Disneyland Resort is as popular as ever in attendance, not only because of these thrilling new pieces of fun, but also because of the amount of annual passholders. Southern California guests are among the most frequent park-goers of them all, accounting for many of the crowds that make up the busiest days of the year. No longer are the parks as empty as they were immediately post 9/11 and the few years succeeding that, when the Disneyland Resort was far from bustling. Despite the economic recession of the past several years, the Disney theme parks have been relatively immune from this. People still want to go on vacation and dish out the cash that it takes to make those trips happen – and if they live locally, they will shell out money for annual passports. It’s a relatively good value if you make the most of it. Nevertheless, the parks haven’t become much bigger – with the exception of California Adventure growing in size as a result of Cars Land’s opening on June 15 – and the crowds of annual passholders have only risen. That means more bodies in the same area of land, equating to congestion central. One strategy in raising the passholder tickets so dramatically could be to convince fewer people to purchase those plans, and thus, limit the amount of days that the Disneyland Resort must close the gates for individuals not already in the parks. That scenario has happened very frequently over recent years, and even Disney cannot always estimate how much interest the parks will draw.

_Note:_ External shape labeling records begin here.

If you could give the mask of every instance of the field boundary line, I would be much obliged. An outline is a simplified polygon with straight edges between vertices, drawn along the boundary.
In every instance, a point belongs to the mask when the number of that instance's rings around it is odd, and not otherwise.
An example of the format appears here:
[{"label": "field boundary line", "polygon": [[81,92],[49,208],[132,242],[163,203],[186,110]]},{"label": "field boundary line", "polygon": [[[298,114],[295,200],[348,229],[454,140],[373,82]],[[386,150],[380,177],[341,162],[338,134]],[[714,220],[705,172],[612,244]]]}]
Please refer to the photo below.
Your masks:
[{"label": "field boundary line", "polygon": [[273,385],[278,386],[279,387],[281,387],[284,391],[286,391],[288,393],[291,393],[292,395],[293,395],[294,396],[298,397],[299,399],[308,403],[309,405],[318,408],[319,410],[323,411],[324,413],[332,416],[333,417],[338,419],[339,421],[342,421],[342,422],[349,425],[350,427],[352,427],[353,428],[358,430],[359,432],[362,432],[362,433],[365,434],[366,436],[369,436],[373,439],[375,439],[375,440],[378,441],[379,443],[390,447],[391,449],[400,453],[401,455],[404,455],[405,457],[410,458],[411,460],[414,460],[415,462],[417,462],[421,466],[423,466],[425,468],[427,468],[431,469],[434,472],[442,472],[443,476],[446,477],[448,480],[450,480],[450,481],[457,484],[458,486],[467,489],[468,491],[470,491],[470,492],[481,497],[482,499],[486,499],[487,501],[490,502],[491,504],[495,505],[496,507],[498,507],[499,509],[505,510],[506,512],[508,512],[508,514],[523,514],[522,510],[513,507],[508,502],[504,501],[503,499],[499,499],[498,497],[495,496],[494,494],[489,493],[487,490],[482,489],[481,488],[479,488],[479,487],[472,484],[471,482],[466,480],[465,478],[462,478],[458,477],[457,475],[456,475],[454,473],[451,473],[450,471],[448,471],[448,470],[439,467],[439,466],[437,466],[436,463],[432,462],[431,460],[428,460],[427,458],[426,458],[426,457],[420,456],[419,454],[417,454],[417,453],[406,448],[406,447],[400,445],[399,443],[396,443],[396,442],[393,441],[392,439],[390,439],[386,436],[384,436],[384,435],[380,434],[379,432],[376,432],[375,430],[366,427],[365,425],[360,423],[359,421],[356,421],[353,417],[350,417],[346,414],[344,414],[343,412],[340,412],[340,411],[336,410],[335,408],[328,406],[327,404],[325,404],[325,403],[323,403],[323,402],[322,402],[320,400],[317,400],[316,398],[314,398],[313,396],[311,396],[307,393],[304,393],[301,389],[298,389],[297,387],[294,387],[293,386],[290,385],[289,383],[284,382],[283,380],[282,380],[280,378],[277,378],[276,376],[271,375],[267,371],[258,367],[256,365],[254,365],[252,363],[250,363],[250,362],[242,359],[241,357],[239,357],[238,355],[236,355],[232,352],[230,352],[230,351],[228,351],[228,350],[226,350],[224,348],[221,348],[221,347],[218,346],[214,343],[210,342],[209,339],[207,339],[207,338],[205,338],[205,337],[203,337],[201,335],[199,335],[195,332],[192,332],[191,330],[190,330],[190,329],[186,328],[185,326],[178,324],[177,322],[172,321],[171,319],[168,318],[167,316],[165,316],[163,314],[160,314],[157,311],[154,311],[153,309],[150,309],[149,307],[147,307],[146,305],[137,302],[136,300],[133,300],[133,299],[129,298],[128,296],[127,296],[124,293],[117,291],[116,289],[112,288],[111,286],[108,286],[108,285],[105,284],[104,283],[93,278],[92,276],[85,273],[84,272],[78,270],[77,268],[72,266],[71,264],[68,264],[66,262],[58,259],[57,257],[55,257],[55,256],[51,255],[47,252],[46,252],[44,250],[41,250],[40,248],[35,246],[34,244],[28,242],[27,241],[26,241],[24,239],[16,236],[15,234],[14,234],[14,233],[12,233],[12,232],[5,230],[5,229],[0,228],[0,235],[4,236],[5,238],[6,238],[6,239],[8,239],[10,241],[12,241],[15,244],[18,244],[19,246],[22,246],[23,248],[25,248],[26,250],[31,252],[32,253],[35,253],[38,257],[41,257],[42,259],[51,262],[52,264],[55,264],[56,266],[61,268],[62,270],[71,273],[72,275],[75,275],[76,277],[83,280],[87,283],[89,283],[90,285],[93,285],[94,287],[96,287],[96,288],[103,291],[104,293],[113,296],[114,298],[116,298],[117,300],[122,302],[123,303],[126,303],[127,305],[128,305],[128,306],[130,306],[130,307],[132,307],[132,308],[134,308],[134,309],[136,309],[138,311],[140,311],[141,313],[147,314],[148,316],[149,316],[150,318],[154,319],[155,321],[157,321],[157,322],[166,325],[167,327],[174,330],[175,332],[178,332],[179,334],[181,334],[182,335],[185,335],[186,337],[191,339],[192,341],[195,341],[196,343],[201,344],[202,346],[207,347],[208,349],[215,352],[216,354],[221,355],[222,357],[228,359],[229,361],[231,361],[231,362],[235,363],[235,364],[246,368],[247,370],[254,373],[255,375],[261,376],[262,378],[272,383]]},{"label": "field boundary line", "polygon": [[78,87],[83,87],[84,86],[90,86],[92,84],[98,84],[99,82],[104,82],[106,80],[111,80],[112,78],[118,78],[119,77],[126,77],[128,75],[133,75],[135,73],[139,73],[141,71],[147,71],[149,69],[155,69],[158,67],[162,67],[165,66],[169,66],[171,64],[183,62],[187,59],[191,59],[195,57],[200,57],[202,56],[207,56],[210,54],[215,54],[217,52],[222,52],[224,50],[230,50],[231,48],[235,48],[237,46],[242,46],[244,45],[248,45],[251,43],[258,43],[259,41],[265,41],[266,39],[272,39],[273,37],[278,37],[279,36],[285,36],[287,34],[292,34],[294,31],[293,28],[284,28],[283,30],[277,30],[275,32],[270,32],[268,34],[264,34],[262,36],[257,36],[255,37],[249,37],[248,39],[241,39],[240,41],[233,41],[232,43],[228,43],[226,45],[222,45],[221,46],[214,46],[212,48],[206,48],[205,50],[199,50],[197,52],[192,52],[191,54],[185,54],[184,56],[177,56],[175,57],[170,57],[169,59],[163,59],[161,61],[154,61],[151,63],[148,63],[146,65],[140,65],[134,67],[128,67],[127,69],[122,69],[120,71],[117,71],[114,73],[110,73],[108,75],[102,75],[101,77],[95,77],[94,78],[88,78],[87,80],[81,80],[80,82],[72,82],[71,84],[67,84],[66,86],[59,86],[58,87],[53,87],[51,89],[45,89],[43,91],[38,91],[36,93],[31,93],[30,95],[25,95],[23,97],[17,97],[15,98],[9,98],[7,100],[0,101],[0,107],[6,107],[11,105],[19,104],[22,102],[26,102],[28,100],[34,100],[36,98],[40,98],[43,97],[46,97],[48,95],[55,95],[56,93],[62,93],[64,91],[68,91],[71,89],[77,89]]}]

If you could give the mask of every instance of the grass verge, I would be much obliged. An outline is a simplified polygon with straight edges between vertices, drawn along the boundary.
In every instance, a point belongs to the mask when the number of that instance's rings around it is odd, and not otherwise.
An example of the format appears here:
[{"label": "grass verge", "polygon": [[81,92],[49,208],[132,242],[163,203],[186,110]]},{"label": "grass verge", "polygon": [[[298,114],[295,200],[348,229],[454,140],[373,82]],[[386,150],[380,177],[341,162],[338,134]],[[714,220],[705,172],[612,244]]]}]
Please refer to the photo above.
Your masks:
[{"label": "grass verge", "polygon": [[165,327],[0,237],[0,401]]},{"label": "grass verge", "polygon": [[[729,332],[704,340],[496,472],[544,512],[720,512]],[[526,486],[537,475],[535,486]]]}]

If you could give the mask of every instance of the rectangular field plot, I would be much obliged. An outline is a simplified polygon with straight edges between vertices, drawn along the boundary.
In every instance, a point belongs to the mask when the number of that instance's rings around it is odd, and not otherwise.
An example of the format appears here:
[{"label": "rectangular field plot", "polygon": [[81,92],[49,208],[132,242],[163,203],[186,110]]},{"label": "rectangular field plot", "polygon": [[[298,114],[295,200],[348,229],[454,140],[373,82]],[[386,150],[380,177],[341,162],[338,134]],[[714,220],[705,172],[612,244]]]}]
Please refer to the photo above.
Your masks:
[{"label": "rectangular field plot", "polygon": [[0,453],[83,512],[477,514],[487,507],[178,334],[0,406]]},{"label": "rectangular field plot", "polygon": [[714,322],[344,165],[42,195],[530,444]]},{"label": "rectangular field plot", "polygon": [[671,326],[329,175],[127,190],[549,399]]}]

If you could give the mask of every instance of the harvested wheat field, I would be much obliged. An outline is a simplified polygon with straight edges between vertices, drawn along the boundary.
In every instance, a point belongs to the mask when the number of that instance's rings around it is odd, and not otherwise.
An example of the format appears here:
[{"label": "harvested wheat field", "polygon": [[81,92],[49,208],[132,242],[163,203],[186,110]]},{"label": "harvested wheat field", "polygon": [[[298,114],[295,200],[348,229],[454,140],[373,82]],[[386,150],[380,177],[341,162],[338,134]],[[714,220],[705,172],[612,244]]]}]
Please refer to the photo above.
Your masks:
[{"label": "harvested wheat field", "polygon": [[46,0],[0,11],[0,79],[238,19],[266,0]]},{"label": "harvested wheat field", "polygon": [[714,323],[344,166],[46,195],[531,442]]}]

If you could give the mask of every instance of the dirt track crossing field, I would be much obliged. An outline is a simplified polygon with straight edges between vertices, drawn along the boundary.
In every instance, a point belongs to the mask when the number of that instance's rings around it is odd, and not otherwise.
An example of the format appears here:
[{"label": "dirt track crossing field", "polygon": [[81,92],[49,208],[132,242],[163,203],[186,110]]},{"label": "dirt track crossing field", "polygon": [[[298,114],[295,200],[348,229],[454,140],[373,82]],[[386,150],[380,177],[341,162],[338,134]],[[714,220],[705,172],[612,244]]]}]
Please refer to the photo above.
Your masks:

The well-executed and marketed Leap Day event, in which Disneyland was open for a 24-hour period, was poorly projected, in that tens of thousands of more guests showed up that day than the resort could have ever anticipated. But this brings into question how much supply Disney can offer given the demand. Cars Land will certainly assist in that effort, giving guests more room to stretch out and enjoy the various offerings, but if the attendance continues to spike in light of the ticket increases, these problems are bound to persist.
There are no easy answers here. Increasing passholder prices by over 20 percent could accomplish the job of steering away locals and making the guest experience more enjoyable for out-of-towners, assuming their numbers do not rise. However, one must wonder if even these very pricy annual passholder tickets will make much of a difference. They haven’t in the past, so will this time make any difference? It’s hard to say now, and it might not even matter. The amount of additional cash Disneyland Resort could be reaping in may benefit us all, in that we could have the chance to experience even more E-ticket attractions in the future. What’s next for the resort is anyone’s guess, but let’s hope that the ticket prices don’t rise as sharply next year as they did this year, and that we may at least see an announcement of a cool new experience soon.